AI internships merge experiential learning with real-world problem-solving. Students work alongside experienced professionals to gain practical AI development skills. Learn more about AI internships and how to secure one.
Whether you're a computer science student eager to shape the future of chatbots and self-driving cars or simply curious about how facial recognition unlocks your phone, AI internships can connect you to technology rapidly moving from science fiction to everyday reality.
If you're ready to enter the world of artificial intelligence and turn your theoretical knowledge into practical experience that companies seek, discover fundamentals and strategies for landing an AI internship and launching your career.
AI internships are typically available in a variety of specializations, such as machine learning, natural language processing (NLP), computer vision, data science, and more. As an intern, your responsibilities and the experiences available to you will depend on the type of work the company does.
Evaluate your interests and research options to see what AI internship suits you. Whichever you choose, you'll likely gain invaluable hands-on exposure to how theoretical concepts come alive in real-world applications.
Consider the following options and possible learning opportunities associated with each of them:
In a machine learning internship, you’ll typically work alongside experienced engineers, potentially experiencing everything from algorithm development to data analysis. Under the guidance of a mentor, you might find yourself debugging code, fine-tuning machine learning models, or exploring the mathematical foundations of AI.
An NLP internship can be your first step toward becoming an NLP engineer, where you'll create systems that help machines understand and process human language. As an intern, you'll likely use machine learning combined with practical problem-solving to gain experience in designing and building AI models that can analyze text, recognize speech patterns, and generate natural language while constantly fine-tuning their performance.
Professionals in the field of computer vision train machines to understand the visual world. As an intern, you may have the opportunity to work with various industry-standard tools, such as OpenCV, TensorFlow, and PyTorch, to develop systems that can detect objects in real-time and process visual data intelligently. From building facial recognition systems to creating augmented reality experiences, an internship in computer vision has the potential to offer you a variety of opportunities.

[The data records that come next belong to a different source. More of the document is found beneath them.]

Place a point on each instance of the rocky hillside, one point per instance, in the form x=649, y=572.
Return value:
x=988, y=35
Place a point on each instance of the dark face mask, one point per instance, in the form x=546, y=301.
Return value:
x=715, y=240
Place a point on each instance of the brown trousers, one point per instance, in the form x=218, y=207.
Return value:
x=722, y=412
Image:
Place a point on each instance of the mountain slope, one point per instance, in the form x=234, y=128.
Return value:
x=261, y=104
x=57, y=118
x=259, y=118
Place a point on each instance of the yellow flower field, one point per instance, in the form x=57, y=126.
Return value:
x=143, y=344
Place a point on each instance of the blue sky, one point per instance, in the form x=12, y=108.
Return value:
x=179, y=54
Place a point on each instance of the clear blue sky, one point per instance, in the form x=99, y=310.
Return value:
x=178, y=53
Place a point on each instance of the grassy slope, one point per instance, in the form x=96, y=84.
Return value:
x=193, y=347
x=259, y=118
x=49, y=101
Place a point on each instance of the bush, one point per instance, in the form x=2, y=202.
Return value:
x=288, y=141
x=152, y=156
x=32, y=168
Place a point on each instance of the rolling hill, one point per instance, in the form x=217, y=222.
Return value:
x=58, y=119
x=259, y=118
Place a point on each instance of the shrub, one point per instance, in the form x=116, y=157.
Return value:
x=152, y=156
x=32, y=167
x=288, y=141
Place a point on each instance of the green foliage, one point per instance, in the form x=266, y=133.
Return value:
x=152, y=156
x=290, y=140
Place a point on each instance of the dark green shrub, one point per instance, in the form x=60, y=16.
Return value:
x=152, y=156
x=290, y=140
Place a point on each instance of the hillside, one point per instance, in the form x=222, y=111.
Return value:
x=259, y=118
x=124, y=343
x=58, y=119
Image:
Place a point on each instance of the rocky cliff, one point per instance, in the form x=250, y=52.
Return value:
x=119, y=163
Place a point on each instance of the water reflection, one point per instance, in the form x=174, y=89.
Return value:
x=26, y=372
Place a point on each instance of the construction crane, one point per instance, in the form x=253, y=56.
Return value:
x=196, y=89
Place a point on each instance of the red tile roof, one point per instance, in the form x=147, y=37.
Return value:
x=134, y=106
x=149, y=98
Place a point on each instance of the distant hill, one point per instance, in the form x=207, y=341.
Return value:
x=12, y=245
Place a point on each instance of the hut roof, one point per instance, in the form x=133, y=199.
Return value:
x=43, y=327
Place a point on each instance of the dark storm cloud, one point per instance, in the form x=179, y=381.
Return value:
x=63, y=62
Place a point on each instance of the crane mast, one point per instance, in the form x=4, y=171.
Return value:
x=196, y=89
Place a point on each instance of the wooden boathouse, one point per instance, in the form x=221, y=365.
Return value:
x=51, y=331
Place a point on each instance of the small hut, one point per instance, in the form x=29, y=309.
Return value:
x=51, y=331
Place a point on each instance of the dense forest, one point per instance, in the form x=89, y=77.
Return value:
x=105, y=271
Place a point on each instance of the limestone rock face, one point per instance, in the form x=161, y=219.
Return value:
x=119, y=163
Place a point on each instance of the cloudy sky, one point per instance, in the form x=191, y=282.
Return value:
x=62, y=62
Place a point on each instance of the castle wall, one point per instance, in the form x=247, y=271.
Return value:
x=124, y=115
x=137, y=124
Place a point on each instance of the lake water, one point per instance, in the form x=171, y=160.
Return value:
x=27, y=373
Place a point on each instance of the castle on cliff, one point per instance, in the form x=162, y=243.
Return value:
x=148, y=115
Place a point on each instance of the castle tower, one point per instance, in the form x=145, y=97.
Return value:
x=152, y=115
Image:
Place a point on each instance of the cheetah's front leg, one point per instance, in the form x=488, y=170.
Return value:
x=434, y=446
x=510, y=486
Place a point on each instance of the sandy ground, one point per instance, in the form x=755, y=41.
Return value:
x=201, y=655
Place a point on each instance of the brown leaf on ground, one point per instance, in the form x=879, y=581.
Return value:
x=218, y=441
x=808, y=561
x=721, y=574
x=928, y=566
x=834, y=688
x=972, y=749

As a data science intern, you'll work alongside experienced practitioners to collect, analyze, and interpret data that drives product development. You might have responsibilities such as assisting in creating custom models and algorithms to extract insights from complex data sets or collaborating with cross-functional teams to implement solutions and measure their impact. Your experience as a data science intern may also include learning to program, build models, and create visualizations.

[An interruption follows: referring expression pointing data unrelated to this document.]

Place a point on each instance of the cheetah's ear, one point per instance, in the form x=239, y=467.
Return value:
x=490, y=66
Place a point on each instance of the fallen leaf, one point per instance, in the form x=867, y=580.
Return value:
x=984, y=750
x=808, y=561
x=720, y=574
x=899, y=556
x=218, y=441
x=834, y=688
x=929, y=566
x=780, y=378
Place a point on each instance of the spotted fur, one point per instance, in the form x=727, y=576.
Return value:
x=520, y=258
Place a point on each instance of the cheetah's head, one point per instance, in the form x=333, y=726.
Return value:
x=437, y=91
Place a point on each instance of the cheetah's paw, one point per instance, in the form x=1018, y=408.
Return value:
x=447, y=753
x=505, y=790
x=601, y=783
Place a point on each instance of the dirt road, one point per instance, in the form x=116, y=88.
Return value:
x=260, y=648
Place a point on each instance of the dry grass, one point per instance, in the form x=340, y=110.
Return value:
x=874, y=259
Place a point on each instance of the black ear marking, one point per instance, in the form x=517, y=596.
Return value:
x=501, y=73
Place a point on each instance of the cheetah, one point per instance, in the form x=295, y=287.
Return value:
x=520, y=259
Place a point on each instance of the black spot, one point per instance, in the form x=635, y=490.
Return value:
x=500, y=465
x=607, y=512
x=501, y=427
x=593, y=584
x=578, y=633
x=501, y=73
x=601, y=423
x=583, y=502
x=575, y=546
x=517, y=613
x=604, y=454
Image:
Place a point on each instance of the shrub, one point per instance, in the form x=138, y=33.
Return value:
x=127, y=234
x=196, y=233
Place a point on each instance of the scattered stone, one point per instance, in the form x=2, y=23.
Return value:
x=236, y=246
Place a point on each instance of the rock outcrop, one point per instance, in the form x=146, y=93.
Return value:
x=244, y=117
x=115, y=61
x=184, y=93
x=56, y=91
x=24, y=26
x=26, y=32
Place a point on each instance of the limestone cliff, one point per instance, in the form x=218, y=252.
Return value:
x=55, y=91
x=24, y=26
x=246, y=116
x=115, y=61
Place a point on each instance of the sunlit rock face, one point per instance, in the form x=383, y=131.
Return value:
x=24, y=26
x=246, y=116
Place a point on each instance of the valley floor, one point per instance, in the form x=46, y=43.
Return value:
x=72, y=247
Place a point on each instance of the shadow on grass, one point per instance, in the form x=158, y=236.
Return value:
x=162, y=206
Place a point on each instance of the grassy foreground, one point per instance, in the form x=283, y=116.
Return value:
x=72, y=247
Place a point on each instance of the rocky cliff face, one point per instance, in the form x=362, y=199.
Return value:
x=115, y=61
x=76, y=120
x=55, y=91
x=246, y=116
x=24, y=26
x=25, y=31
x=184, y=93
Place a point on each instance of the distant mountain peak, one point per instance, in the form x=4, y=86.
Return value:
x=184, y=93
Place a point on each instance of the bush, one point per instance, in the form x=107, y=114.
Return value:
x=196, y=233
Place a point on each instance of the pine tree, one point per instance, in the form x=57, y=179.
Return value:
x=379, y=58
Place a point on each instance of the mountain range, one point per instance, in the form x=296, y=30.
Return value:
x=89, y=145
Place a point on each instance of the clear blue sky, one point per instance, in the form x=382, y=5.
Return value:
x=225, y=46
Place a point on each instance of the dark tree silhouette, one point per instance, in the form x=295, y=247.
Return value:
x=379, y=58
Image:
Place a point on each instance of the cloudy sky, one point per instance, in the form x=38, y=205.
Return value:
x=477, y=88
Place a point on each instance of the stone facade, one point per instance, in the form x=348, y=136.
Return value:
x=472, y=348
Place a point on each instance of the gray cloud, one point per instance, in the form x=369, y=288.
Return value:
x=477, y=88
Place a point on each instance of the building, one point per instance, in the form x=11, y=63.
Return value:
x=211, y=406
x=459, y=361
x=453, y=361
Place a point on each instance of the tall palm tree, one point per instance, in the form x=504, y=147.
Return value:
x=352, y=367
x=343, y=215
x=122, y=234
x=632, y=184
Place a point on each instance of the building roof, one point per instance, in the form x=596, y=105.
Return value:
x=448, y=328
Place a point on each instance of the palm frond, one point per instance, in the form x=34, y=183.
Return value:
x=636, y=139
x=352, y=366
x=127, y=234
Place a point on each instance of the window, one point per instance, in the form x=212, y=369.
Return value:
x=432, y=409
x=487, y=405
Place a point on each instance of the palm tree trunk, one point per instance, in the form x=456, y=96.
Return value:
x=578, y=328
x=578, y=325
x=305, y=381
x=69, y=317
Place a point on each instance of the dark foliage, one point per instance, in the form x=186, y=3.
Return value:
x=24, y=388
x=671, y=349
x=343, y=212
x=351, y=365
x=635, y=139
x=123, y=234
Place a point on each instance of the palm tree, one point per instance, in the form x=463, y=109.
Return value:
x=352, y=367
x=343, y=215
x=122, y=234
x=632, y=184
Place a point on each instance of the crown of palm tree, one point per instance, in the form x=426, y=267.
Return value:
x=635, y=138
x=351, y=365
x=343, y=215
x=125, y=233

As an AI intern, you'll likely have the opportunity to participate in hands-on AI development work that can help you build practical skills while also allowing you to contribute to meaningful projects. Consider the following examples of types of work you might experience:
AI model development: This work can include building and fine-tuning AI models using data preprocessing and cleaning to boost model performance and working hands-on with supervised, unsupervised, and reinforcement learning techniques.
Research and model analysis: As an intern in this area, you might analyze large data sets to uncover insights that guide AI development, test AI models to ensure they're performing as intended, identify and resolve issues that arise, and provide information on emerging AI trends and best practices.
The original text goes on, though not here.